Congratulations to Oda Eide, Anvita Ramachandran and Nico Scherer who have won the 2023 prizes for their performance in the MPhil in Development Studies.

Headshots of Oda Eide, Anvita Ramachandran and Nico Scherer


Oda Eide of Wolfson College won the Eugene Havas Memorial Prize, the prize for the best overall performance.

Oda's thesis focused on the experiences of young jobseekers looking for work in the formal economies of urban South Africa. Through an ethnography of formal labour brokers in Johannesburg – organisations looking to connect long-term unemployed youth to opportunities in the formal economy – she examined how recent digitalisation efforts in the labour brokerage sector have given rise to gendered shifts in the make-up and experiences of the intermediate labour force. Formal labour brokers were found to hold value beyond merely that of connecting their users to employment. Instead, they are avenues of social belonging, recognition, and attachment to the often elusive concept of 'formality' for youth who have been permanently excluded from formal employment. Efforts to move these institutions from the physical to the digital realm thus give rise to complex shifts in the social meanings and use-values they hold in young jobseekers' lives. 

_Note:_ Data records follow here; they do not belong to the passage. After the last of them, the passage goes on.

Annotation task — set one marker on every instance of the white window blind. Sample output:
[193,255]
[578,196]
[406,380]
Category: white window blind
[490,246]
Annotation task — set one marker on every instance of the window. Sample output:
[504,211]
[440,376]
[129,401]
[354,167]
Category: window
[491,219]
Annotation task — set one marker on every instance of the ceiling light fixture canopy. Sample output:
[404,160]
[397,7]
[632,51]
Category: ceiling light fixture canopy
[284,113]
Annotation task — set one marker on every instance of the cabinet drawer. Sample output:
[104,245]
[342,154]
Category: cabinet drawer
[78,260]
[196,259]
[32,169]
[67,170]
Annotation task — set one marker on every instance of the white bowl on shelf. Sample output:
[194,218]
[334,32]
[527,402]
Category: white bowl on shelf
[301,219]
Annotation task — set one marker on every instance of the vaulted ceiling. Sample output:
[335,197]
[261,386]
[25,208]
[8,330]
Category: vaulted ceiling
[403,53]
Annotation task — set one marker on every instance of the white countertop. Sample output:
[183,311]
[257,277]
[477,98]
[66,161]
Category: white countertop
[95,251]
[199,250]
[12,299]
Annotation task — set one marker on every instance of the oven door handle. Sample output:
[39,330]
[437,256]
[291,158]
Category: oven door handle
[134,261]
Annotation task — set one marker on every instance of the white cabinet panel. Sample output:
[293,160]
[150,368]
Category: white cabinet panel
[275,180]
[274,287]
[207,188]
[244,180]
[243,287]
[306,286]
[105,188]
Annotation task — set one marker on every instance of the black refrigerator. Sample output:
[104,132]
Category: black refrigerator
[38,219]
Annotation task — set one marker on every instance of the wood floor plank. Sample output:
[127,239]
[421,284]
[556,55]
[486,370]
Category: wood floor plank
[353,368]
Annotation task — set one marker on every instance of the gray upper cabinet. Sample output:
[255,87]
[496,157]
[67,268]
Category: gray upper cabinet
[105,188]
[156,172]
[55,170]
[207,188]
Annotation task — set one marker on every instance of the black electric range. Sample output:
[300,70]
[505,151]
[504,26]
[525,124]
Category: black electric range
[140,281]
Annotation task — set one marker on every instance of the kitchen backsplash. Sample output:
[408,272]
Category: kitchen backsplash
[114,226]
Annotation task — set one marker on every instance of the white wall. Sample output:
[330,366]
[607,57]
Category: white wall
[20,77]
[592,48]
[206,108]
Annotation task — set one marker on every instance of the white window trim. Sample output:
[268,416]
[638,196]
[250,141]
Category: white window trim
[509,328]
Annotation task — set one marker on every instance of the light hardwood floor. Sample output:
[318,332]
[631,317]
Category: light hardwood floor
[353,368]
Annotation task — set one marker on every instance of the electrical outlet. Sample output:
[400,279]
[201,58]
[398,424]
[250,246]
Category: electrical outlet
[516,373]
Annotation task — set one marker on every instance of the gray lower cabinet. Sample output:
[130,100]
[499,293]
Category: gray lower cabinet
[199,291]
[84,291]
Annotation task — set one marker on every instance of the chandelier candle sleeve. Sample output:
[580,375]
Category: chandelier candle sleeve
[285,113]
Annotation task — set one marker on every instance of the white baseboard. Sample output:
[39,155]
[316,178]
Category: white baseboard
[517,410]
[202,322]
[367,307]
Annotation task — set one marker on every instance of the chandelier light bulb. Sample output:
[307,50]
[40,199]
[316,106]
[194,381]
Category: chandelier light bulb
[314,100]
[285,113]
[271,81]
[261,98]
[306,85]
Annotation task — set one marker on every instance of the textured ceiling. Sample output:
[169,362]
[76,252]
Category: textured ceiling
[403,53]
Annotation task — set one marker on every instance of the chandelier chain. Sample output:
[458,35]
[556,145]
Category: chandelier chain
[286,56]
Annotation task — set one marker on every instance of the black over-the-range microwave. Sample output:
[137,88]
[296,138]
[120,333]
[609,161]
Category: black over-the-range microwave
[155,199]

Oda is staying at ODID to do the DPhil in International Development, where she will be expanding on her MPhil research. 

Anvita Ramachandran of Jesus College won the Papiya Ghosh Prize, the prize for the best thesis.

Anvita’s thesis investigated the welfare impacts of internal migration in India, to unpack why migration rates have remained low and static despite the substantial spatial disparities in opportunities and living standards in the region. In a quantitative analysis, she showed that migrants benefit from greater consumption growth compared to non-migrants, but (paradoxically) fare no differently in terms of subjective well-being. A subsequent qualitative analysis examined this empirical puzzle, highlighting the high non-monetary costs that impede rural respondents from taking advantage of opportunities in urban areas – including the worse living and working conditions, poorer mental and physical health, and the lack of social networks in the destination. 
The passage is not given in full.